Validity of estimate of measure of effectiveness
The effectiveness evidence came from a cohort study. It was not stated whether the study was carried out prospectively or retrospectively. This represents a crucial issue since the retrospective nature of the design would reduce the robustness of the analysis. The lack of random allocation of the patients to the study groups could have introduced some selection bias. Further, the impact of confounding factors could not be excluded. However, the two groups were comparable at baseline. The evidence came from a single institution, thus caution is required when extrapolating the results of the analysis to other centres. It was unclear whether the study sample was representative of the patient population. The authors stated that the high rate of conversion to open surgery could have reflected a learning curve for laparoscopy. Moreover, no evidence about the appropriateness of the sample size was provided. These issues tend to limit the internal validity of the analysis.

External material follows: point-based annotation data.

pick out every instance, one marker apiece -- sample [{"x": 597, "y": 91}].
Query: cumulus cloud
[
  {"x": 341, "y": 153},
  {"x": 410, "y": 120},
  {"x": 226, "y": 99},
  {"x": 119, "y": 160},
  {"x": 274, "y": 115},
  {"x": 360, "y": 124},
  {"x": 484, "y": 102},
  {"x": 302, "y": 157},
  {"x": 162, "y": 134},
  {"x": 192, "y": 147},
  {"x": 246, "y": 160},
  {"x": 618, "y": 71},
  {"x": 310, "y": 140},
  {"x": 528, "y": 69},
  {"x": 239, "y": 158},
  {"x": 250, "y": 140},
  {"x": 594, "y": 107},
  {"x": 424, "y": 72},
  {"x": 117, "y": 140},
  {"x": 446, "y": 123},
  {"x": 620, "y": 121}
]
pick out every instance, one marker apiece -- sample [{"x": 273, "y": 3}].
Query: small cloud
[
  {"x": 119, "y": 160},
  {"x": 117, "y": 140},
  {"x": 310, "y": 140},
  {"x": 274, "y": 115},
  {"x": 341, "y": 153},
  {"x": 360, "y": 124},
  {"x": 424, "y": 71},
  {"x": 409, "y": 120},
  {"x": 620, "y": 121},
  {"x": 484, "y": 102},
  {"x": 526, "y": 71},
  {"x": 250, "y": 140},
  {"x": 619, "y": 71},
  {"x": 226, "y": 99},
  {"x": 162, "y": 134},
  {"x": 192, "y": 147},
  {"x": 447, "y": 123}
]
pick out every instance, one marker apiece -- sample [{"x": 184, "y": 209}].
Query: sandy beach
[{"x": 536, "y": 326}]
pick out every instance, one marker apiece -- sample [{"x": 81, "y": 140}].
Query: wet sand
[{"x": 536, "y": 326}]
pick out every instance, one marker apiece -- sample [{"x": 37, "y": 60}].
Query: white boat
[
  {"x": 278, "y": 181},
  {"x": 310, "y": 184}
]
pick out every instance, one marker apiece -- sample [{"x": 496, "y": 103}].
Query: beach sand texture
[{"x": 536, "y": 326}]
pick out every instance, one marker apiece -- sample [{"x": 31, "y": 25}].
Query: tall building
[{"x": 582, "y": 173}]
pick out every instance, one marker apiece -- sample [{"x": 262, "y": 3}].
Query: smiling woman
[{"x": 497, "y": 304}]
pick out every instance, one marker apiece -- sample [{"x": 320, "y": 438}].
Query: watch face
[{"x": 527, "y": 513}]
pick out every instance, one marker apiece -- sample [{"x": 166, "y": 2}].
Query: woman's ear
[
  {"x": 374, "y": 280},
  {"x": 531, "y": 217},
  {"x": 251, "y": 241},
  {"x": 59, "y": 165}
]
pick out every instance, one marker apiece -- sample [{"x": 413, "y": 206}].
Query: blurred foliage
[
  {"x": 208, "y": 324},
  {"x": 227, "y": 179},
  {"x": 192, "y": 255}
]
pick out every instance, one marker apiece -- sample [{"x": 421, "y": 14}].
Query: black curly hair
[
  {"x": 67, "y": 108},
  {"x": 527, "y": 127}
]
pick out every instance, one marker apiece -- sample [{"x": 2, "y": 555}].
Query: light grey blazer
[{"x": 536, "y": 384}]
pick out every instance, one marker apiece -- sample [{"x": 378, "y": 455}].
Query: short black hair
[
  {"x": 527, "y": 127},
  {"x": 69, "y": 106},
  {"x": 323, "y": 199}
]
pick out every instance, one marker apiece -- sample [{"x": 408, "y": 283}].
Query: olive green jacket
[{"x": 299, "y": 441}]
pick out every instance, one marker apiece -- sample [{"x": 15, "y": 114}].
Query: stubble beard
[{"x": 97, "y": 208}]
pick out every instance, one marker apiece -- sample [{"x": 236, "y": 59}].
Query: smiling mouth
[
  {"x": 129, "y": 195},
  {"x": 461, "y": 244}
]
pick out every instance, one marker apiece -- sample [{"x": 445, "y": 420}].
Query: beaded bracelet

Validity of estimate of measure of benefit
No summary benefit measure was used in the analysis because a cost-consequences analysis was conducted. Please refer to the comments above in the 'Validity of estimate of measure of effectiveness' field.
Validity of estimate of costs
The authors adopted a societal perspective, which was the most appropriate one due to the impact of indirect costs on the total costs associated with the two surgical procedures. Therefore, all relevant categories of costs were considered. The unit costs were presented separately from the quantities of resources used, which enhances the possibility of replicating the study. The source of the costs was not clearly reported, while resource use data was derived from the sample of patients included in the clinical study. Statistical analyses of the costs were performed, but the cost estimates were specific to the study setting. The price year was not explicitly reported, which makes reflation exercises in other settings difficult. However, the authors reported the gross domestic product in Croatia for 1998, which could have been the price year.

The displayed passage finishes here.